Five executives will each get a slice of his job

kevin turner

B. Kevin Turner, formerly of Walmart, was Microsoft's COO from 2005 to July 31, 2016.

Credit: Microsoft

Microsoft COO Kevin Turner is leaving after 11 years in the role. He won't be replaced.

Employees learned of the move Thursday in an email message from CEO Satya Nadella, in which he outlined his plans for reorganizing the company's senior leadership team.

Nadella highlighted the importance of having "one feedback loop" across the company to reinforce customer value and satisfaction. To achieve this, he said, he will more deeply integrate the sales, marketing and services group with the rest of the company, under a single senior leadership team.

That means the COO role will be divided among five senior executives.

Judson Althoff will head up Microsoft's Worldwide Commercial Business, focusing on the Enterprise and Partner Group, Public Sector, Small and Midmarket Solutions and Partners, the Developer Experience team, and services.

Jean-Philippe Courtois, after years in charge of Microsoft's international business, will now take on responsibility for North American sales and marketing too, as head of Global Sales, Marketing and Operations.

As Chief Marketing Officer, Chris Capossela will take on responsibility for the Worldwide Marketing and Consumer Business, including the consumer channels group he previously ran, along with Microsoft Retail and the company's relationships with OEMs.

Kurt DelBene adds responsibility for IT and Operations to his role, alongside corporate strategy.

Finally, CFO Amy Hood will lead the sales, marketing and services finance team as well as the central finance team she already heads, and take control of worldwide licensing and pricing.

Althoff and Courtois will join the senior leadership team, reporting directly to Nadella. They have yet to figure out how the Worldwide Marketing and Operations team will report, given that they will share responsibility for it in future.
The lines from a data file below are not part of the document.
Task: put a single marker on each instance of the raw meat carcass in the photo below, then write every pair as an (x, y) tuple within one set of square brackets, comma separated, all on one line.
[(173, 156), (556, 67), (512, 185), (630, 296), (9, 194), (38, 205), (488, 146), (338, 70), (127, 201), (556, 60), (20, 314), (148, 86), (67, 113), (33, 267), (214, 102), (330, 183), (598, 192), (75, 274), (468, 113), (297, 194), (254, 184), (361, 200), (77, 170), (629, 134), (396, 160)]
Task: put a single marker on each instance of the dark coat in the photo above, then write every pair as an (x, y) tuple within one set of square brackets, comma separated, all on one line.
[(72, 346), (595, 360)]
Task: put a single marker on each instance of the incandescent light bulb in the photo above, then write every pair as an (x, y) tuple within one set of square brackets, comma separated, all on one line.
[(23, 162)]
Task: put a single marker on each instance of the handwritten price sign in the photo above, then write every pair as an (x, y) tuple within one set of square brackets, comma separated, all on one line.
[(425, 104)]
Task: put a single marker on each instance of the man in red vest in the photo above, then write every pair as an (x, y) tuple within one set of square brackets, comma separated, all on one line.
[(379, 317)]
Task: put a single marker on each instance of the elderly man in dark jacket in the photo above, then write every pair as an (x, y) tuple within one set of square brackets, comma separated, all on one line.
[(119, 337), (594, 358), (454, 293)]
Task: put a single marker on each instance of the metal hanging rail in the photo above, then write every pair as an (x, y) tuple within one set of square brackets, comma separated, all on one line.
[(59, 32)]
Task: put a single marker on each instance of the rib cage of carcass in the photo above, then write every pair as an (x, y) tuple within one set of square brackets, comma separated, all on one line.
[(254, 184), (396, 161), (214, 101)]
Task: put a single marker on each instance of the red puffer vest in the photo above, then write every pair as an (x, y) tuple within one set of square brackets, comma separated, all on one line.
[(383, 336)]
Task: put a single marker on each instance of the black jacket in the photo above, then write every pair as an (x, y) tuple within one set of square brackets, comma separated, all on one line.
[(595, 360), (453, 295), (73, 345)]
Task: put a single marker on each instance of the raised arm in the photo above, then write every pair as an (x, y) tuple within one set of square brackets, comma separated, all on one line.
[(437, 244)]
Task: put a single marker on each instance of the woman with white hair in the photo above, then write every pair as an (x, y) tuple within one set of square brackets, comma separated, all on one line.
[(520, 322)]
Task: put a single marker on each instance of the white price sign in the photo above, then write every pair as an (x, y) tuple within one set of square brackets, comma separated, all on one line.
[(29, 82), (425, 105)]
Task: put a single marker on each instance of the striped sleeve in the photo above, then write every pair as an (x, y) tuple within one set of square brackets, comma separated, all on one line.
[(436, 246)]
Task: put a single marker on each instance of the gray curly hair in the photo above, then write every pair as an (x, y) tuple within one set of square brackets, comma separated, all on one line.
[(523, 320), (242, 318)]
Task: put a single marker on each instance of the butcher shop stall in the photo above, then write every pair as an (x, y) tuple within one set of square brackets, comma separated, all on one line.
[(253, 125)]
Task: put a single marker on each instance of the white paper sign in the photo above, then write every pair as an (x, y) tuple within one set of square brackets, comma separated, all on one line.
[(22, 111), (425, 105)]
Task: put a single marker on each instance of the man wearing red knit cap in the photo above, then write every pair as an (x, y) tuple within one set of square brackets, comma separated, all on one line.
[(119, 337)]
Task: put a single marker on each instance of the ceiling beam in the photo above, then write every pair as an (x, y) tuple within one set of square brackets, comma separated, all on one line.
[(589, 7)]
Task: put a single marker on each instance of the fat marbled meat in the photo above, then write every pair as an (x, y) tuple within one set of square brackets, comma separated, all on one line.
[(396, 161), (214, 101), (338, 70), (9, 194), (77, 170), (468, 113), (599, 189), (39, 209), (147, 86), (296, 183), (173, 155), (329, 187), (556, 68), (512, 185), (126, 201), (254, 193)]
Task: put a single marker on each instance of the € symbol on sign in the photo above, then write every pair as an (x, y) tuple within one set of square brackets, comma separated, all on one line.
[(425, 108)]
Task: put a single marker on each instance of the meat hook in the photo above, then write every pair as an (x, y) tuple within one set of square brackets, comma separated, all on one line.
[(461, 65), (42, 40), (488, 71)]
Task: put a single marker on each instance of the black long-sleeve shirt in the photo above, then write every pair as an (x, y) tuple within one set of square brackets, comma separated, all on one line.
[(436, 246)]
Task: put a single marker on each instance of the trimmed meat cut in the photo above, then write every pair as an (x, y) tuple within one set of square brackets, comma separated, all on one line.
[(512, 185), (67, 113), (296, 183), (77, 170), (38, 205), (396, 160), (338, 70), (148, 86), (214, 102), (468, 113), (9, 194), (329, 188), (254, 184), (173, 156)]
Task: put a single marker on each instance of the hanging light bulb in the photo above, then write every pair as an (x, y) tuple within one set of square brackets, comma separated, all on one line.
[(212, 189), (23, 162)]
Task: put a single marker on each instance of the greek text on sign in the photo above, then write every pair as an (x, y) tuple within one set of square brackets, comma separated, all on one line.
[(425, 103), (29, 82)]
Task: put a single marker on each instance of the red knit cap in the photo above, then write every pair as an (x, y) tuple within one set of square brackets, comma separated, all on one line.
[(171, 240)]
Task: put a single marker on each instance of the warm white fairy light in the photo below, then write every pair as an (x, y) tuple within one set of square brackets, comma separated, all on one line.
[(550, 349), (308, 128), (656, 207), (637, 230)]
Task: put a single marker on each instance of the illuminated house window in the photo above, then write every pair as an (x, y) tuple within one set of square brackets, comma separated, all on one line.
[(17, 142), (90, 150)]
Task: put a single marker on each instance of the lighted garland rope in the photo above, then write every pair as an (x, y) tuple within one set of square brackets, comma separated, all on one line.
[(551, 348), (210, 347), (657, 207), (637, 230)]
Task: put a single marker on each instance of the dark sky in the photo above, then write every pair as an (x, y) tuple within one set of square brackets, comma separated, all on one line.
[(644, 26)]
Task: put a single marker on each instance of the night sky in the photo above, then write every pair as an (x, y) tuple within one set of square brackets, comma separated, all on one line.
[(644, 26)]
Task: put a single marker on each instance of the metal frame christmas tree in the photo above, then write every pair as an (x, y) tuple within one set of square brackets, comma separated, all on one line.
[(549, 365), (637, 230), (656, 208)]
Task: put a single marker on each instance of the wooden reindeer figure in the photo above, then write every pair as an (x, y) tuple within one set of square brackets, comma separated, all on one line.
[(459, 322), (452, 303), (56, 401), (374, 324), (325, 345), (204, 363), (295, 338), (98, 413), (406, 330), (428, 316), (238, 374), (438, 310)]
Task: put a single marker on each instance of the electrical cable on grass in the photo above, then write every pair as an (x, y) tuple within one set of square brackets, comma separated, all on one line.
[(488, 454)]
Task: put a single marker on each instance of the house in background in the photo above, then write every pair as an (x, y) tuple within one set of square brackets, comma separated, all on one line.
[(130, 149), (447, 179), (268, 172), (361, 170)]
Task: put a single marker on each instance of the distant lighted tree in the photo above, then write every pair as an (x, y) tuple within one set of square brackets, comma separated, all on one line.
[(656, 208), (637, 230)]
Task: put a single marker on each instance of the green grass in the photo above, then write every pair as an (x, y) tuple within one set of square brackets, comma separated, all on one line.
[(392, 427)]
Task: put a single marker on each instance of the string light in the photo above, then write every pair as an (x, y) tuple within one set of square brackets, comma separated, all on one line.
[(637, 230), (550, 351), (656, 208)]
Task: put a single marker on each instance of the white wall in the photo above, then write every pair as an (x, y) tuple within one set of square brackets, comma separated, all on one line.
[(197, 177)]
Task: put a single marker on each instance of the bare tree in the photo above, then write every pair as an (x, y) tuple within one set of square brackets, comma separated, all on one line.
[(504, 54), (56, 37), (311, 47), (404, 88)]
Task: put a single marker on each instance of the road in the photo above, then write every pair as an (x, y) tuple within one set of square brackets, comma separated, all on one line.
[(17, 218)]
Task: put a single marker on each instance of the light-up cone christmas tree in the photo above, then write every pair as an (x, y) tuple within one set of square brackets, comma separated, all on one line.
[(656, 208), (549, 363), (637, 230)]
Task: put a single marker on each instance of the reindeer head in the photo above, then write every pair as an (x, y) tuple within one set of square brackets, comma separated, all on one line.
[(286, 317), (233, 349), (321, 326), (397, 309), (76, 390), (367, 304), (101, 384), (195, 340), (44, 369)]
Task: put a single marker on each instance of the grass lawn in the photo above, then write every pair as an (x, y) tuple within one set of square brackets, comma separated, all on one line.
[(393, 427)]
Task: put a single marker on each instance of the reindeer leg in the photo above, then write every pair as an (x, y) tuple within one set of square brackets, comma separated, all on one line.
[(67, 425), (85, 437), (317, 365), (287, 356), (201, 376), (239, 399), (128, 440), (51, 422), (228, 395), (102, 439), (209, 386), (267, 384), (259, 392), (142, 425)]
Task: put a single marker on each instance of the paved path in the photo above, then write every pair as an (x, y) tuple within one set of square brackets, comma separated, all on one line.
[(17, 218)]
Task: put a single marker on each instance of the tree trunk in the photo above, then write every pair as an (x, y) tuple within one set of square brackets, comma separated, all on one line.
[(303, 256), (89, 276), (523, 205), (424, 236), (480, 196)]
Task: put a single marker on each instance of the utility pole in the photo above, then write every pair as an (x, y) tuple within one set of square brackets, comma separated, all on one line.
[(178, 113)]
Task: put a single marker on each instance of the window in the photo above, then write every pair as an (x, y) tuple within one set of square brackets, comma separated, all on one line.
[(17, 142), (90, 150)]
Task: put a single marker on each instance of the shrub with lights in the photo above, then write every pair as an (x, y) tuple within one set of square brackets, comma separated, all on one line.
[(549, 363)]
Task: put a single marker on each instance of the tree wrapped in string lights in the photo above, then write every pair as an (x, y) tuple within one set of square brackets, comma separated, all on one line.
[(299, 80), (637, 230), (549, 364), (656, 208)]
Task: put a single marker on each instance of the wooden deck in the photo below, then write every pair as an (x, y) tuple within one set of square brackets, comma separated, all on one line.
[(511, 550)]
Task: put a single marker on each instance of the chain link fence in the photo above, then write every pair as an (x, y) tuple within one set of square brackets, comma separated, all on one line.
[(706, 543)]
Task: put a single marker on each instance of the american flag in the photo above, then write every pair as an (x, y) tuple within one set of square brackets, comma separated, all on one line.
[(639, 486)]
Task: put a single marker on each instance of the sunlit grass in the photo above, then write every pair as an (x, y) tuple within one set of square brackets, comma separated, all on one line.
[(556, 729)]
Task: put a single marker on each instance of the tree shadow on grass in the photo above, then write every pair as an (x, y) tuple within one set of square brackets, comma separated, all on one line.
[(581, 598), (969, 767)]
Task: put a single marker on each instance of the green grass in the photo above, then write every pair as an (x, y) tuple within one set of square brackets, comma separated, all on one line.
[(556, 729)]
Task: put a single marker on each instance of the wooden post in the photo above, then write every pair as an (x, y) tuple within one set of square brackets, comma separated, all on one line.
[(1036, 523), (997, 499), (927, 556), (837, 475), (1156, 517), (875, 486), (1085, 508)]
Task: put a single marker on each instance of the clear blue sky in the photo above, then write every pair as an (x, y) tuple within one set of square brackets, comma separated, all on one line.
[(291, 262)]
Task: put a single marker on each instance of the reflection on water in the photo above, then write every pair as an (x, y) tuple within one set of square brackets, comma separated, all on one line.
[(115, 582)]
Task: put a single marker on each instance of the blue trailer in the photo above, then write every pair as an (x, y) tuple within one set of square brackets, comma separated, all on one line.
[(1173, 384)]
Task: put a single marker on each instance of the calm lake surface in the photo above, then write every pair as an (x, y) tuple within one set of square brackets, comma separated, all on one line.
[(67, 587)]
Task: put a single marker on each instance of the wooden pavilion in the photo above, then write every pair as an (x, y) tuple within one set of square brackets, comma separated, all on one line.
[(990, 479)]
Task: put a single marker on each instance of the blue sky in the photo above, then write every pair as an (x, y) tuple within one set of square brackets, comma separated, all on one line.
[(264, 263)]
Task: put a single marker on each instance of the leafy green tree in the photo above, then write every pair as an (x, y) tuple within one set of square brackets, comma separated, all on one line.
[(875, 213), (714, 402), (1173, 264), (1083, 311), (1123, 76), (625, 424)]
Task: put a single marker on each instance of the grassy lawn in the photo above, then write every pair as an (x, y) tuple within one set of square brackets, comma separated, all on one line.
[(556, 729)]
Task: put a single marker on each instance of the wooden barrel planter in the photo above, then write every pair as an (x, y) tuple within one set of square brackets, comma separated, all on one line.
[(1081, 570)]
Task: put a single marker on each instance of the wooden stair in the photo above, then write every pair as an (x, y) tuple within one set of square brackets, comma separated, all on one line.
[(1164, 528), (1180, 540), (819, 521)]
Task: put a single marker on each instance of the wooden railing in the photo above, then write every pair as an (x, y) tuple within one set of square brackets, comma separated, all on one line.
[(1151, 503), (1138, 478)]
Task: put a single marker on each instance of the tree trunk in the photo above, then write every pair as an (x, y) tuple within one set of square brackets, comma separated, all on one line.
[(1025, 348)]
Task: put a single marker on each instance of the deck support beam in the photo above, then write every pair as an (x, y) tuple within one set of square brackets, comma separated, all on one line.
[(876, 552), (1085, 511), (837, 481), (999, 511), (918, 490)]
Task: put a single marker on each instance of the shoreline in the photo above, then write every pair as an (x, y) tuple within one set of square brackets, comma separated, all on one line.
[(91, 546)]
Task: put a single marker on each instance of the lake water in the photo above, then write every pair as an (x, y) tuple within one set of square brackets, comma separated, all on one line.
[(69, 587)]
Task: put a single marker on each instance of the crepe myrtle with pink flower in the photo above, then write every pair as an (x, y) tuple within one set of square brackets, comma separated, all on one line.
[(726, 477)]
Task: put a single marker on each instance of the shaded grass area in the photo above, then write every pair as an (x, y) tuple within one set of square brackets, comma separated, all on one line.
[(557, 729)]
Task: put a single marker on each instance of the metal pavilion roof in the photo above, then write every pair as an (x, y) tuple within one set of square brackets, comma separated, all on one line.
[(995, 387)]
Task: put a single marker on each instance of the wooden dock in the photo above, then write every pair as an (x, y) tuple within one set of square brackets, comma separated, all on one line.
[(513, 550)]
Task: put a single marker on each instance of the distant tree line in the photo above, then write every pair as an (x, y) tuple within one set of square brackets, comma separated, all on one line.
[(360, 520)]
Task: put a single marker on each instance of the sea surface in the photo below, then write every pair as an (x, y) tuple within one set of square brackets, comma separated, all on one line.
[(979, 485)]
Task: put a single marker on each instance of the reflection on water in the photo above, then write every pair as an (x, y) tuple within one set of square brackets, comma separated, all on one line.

Nadella hinted that Microsoft's subsidiaries around the world might be granted more autonomy in the way they do business.

The world wants solutions that are local in nature, and so Microsoft must trust local teams' insight into what their customers need while giving those teams world-class, global support, he wrote.

Subsidiaries will remain financially accountable for their objectives, and will be given new capabilities and the flexibility to innovate and optimize locally in search of long-term growth, he said, inviting employees to attend a company-wide Q&A session at 8.30 a.m. Pacific Time.

As for Turner, he has landed a job as CEO of financial trader Citadel Securities, and will leave Microsoft on July 31. Many had expected him to move on after being passed over the CEO role.

Nadella credited Turner with doubling Microsoft's revenue as head of the sales team, and with driving customer satisfaction scores to "the highest in company history."